Our travels through Borneo left us saturated in ancient island history and exotic wildlife. We flew into the old town of Kuching where Taoists, Animists, Muslims, Buddhists and Christians all live together peacefully.
The prayers being chanted out from the contrasting temples all over the city at sunset were intense. Walking the main streets you'll find amazing relics and antiques for sale. I was overwhelmed seeing all of the welded and hand carved shamanic tribal masks, wedding relics and warrior shields dating back hundreds of years.
The foods were mainly noodle and rice dishes that blew your senses off the charts. They were filled with aromatic hand ground herbs, stewed vegetables and roots and were served in open walled eateries along giant city parks along the river.
We took a boat out to Bako National Park the next day and stayed in an over night hut in hopes of hiking into the mountains there to see their indigenous proboscis monkeys.

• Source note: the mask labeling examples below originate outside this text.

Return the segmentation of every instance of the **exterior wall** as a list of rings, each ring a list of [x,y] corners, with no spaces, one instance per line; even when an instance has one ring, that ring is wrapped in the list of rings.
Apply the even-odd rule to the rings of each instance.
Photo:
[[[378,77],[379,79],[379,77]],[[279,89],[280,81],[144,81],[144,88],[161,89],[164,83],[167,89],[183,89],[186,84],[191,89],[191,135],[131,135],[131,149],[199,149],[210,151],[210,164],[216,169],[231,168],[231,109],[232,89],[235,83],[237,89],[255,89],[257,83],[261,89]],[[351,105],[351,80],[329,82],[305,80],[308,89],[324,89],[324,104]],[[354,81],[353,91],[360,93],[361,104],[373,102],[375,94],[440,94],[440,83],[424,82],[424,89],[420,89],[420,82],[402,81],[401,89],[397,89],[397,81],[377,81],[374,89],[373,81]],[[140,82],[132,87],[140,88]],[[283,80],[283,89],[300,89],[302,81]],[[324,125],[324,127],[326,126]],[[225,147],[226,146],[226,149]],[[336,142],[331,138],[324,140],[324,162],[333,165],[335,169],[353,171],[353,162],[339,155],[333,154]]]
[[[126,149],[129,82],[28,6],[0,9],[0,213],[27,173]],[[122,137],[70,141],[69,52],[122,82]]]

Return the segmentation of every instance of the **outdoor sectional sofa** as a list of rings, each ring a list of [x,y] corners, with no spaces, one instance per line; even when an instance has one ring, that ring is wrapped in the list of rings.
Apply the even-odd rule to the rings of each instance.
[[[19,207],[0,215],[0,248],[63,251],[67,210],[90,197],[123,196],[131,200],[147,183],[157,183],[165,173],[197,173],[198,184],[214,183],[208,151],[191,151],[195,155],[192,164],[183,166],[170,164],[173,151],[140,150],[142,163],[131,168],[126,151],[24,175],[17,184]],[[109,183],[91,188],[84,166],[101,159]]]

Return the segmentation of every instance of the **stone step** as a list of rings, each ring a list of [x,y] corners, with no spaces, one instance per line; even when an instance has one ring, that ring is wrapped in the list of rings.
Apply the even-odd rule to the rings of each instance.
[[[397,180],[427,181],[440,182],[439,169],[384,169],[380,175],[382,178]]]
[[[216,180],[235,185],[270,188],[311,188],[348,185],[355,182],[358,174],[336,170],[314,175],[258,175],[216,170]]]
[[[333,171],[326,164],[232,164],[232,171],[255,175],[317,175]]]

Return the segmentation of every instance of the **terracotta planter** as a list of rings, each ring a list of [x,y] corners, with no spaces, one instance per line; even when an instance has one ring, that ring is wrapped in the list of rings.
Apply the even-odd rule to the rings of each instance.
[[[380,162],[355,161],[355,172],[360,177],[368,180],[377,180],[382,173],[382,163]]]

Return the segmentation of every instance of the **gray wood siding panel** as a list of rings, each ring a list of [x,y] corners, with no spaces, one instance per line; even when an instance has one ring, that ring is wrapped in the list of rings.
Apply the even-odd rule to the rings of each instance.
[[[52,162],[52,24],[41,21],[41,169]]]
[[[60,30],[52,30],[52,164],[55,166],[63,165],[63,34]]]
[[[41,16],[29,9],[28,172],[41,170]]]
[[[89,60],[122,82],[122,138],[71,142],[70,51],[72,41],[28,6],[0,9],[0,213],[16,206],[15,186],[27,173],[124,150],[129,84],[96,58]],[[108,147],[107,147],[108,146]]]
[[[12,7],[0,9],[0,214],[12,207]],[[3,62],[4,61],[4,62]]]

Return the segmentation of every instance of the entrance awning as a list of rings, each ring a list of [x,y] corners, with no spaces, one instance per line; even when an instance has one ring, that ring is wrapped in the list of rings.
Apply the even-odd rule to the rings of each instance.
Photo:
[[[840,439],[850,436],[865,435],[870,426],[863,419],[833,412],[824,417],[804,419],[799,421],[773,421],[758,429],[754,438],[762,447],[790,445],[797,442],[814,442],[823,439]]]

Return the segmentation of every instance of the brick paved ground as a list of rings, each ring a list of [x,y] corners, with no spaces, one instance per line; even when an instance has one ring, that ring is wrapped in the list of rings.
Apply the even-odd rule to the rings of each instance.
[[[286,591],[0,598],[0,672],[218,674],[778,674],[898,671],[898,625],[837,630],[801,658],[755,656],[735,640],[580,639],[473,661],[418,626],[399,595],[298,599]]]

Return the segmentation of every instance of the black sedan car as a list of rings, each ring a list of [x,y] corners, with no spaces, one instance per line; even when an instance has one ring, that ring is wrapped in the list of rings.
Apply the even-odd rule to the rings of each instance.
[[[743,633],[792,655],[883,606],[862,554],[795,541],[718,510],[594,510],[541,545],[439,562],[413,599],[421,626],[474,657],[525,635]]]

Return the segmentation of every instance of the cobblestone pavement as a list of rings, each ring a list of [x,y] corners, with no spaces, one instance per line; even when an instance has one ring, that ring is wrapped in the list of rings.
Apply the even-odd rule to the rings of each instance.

The very next morning as we walked under the giant jungles they crept out in eerie deer like calls back and forth peeking at us from above the canopy. They were very serene and slow as opposed to the picnic stealing macaques that covered the docks of the area. The hikes surrounding were impressive full of contrasting shades of rock intermixed with a canopy covered in orchids.
The following day we hired a translator out of our hostel in Kuching that took us on a boat voyage into an Iban Long house. We were the only guests and brought offerings to the chief in hopes he would allow us a stay with his family.
He welcomed us and the men toasted serious rice wine with us late into the evening. The chief was tattooed across his neck, as he said his predecessor had been as they were appointed leader through a shamanic calling, this was their marking. We slept on the haled floors with his great family separated by mosquito nets as the old women still wandered topless and traders came in through the night from the surrounding villages. Just before bed the men all got a bit lit and told us of the heads that still lay buried under their ancient house. It was a night to be remembered to say the least.
On our last days in Borneo we were lucky enough in the Sarawak province to encounter wild orangutans. A male moved through the area from an adjacent mountain moving the entire tree canopy as he approached. His back was at least the span of 3 large men across. He traveled with 4 females and 2 juveniles of which we got a very close look at. The mother of one actually smiled at us. Memorable trip doesn't quit sum it up.